Madsen explained these functions could be useful for recording votes in the election, explaining, “Both functions could be useful for recording the votes in an election – as proposed by this USPS patent. The votes of individual voters would be recorded, either on the blockchain or effectively timestamped and then recorded elsewhere – and so both help to mitigate the risk of double voting, or vote manipulation as well as give the voter confidence through transparency of the process.” Madsen makes clear that, “blockchains are no magic bullet for voting platforms,” and identifies the identity verification as the more critical component, something which he indicated the patent also acknowledges.

Blockchain technology was utilized at the Utah Republican Convention as well as in Arizona to send delegates to the Republican National Convention after each State decided to hold their conventions remotely. The technology was used in the 2018 West Virginia elections for absentee ballots of overseas military; however, a report by MIT showed potential vulnerabilities of the vendor software.

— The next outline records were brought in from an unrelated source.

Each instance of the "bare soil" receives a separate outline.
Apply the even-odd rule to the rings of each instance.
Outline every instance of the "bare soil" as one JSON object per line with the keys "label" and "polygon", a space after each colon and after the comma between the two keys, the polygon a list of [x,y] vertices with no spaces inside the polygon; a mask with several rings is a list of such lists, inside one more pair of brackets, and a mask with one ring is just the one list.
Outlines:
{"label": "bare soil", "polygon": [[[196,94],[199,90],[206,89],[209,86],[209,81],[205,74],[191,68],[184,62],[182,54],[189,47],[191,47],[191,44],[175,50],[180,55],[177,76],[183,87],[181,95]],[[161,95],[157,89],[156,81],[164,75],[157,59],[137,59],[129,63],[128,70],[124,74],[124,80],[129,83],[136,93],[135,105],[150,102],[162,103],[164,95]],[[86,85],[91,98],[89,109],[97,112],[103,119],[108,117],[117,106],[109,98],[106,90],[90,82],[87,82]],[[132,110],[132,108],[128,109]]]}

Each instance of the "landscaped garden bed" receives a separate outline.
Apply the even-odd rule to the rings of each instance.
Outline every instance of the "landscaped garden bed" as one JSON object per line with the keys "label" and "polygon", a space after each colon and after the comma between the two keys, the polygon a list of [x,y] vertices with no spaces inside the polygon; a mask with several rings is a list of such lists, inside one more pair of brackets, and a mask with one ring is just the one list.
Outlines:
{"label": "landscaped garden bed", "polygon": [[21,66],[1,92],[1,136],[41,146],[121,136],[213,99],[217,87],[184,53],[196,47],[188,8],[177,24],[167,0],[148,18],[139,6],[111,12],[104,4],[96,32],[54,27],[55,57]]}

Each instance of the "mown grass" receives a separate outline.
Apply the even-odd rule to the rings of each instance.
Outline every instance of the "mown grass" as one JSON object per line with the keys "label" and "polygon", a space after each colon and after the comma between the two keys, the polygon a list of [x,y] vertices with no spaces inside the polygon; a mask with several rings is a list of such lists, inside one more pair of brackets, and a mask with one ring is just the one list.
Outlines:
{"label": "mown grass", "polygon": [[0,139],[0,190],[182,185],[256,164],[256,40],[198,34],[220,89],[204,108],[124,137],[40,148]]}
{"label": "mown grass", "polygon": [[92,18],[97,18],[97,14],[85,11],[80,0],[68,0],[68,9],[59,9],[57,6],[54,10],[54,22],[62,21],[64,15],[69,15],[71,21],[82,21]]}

The USPS Office of Inspector General (OIG) encouraged the Post Office to start looking at the benefits of blockchain technology back in 2016. Four key use cases for blockchain outlined in a report (image below) were 1) Financial Management, 2) Device Management, 3) Identity Services, and 4) Supply Chain Management. Identity services, an area the USPS could prove to be very strong on for some time, would play a critical role in securing mail-in voting by blockchain technology as well.

References to patent filings by the USPS are also made in a 2017 report by the Department of Homeland Security (DHS)
DHS
. The DHS report indicates that, “as of September 2017, the USPS filed a patent to implement a ‘digital trust architecture’ made up of a ‘user account enrollment and verification component’ based on user identity information; a ‘key provisioning component configured to generate a public and private key for the user account;’ a user email component for signing the email with a private key; a data access component for accessing sensitive data; and, a blockchain component for adding the records to the blockchain”.

The Postal Service is not alone in exploring the benefits of blockchain technology when it comes to voting – the U.S. Senate’s Permanent Select Committee on Investigations issued a report earlier this year that recommended blockchain technology for potential use in votes by Congress.